Adanmışlık, yatırım modelinde bulunan genel bağlılık yapısı (Rusbult vd., 1998) veya üç parçalı model içindeki kişisel adanmışlığa (Johnson vd., 1999) benzerdir. Sınırlamalar, doyum ve adanmışlığın azaldığı durumlarda bile ilişkiye devam etmeyi zorlayan faktörler anlamındadır. Örneğin kişinin ilişki içinde sahip olduğu mali veya diğer maddi yatırımlar, partnerinin refahı ile ilgili endişeler veya ilişkide kalmak üzerine ahlaki yükümlülükler (Stanley ve Markman, 1992). Sınırlama bağlılığı illa iyi veya kötü değildir.
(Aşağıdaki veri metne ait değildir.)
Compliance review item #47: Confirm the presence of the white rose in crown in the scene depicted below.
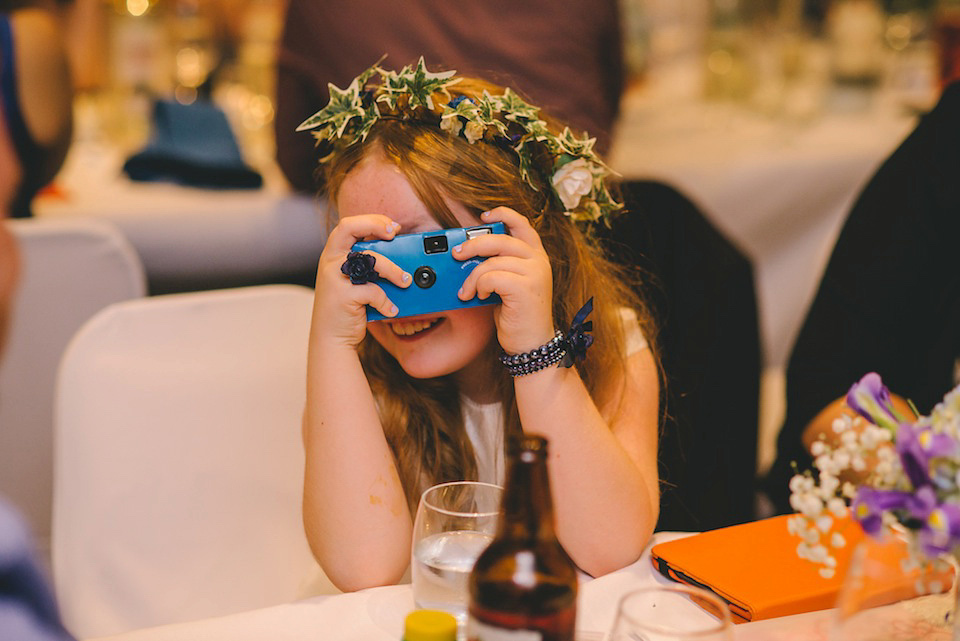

Yatırım yapmak veya ilişki içindeki sınırlamalardan haberdar olmak, adanmışlık ve ilişki kalitesi düşük değilse, kişinin sınırlanmış veya tutsak alınmış gibi hissetmesine yol açmaz (Stanley ve Markman, 1992).

2.20.1. Karşılıklı Bağımlılık Teorisi

Karşılıklı bağımlılık teorisine göre, partnerler belli bir ilişkiye devam etmek istediği sürece (yani doyum yüksekse) ve ilişkilerinin makul seçenekleri bulunmadığı için zorunda olduklarını düşünüyorlarsa (yani alternatifler kötü ise) ilişkilerin devam etme ihtimali daha yüksektir. Yatırım modeli bu fikri birkaç açıdan genişletmektedir (Rusbult vd., 1998).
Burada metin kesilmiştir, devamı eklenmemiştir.